Ou seja, a bola da vez para fazer garantir o direito a saúde e manutenir as políticas sociais de restrição de contato social por meio da condução de uma política econômica é estritamente da União, assim, como poderíamos carrear a responsabilidade pelas medidas de restrição aos Municípios ou aos Governos Estaduais no que tange a indenização prevista nos termos do artigo 486 da CLT quando o ente da República que detém competência para adotar medidas econômicas para fazer restringir o alcance da doença não o faz?

Neste emaranhado sobeja a responsabilidade da União, pois a ela compete adotar todas as medidas – especialmente as da área econômica – para fazer restringir a disseminação do novo Coronavírus e seus efeitos consectários à própria economia cuja ordem é fundada na busca do pleno emprego e do tratamento favorecido para as empresas de pequeno porte, vide o disposto no artigo 170, VIII e IX da Carta da República, sendo assim, empresas, municípios e Estados devem buscar nas balizas constitucionais fazer valer o sagrado direito a saúde e impor a União a tomada de medidas sociais e econômicas que nos possibilite conter a disseminação do novo coronavírus, pois em verdade o que se necessita é a garantia a saúde sem contraposição a subsistência econômica, em perfeita sintonia aos termos do artigo 196 da Carta escrita em 1988, vez que desta feita o direito a saúde e a vida clamam pela aplicação de políticas econômicas em socorro ao combate a profusão de doença, tal como descrito no texto constitucional em debate.

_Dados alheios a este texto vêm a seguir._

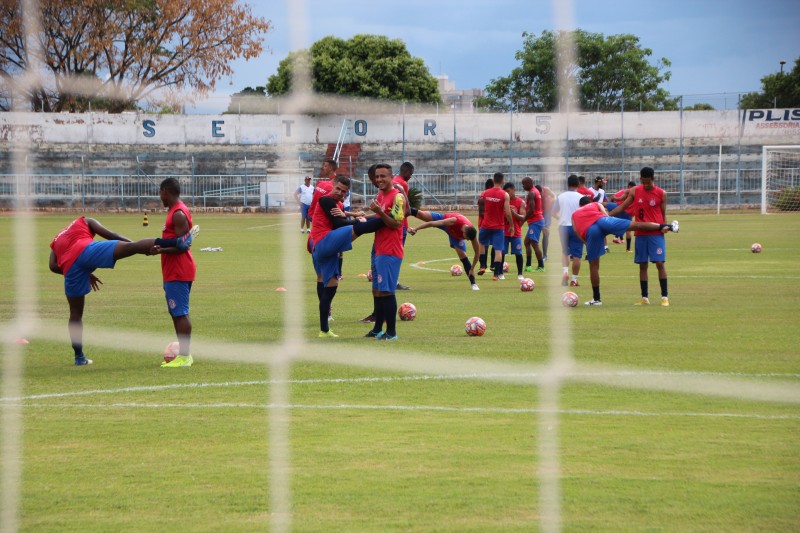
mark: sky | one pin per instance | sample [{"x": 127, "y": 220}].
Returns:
[{"x": 715, "y": 46}]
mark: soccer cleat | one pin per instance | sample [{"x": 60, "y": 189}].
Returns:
[
  {"x": 181, "y": 360},
  {"x": 82, "y": 360},
  {"x": 185, "y": 241}
]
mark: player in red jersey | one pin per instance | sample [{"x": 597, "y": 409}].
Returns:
[
  {"x": 512, "y": 235},
  {"x": 496, "y": 211},
  {"x": 534, "y": 214},
  {"x": 649, "y": 204},
  {"x": 592, "y": 223},
  {"x": 75, "y": 255},
  {"x": 178, "y": 270},
  {"x": 459, "y": 230},
  {"x": 401, "y": 180},
  {"x": 390, "y": 206}
]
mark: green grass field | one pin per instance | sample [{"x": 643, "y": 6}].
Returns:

Fato do príncipe é, de acordo com os ensinamentos doutrinários, uma ação estatal de ordem geral, que não possui relação direta com o contrato administrativo, mas que produz efeitos sobre este, onerando-o, dificultando ou impedindo a satisfação de determinadas obrigações. O Fato do Presidente é que o mesmo ao fazer faltar a União com disposto no artigo 196 da Constituição Federal, onera, dificulta e impede o combate ao coronavírus por meio da negação do uso das políticas econômicas que a União dispõe.

(*) Márcio Almeida é advogado em Campo Grande.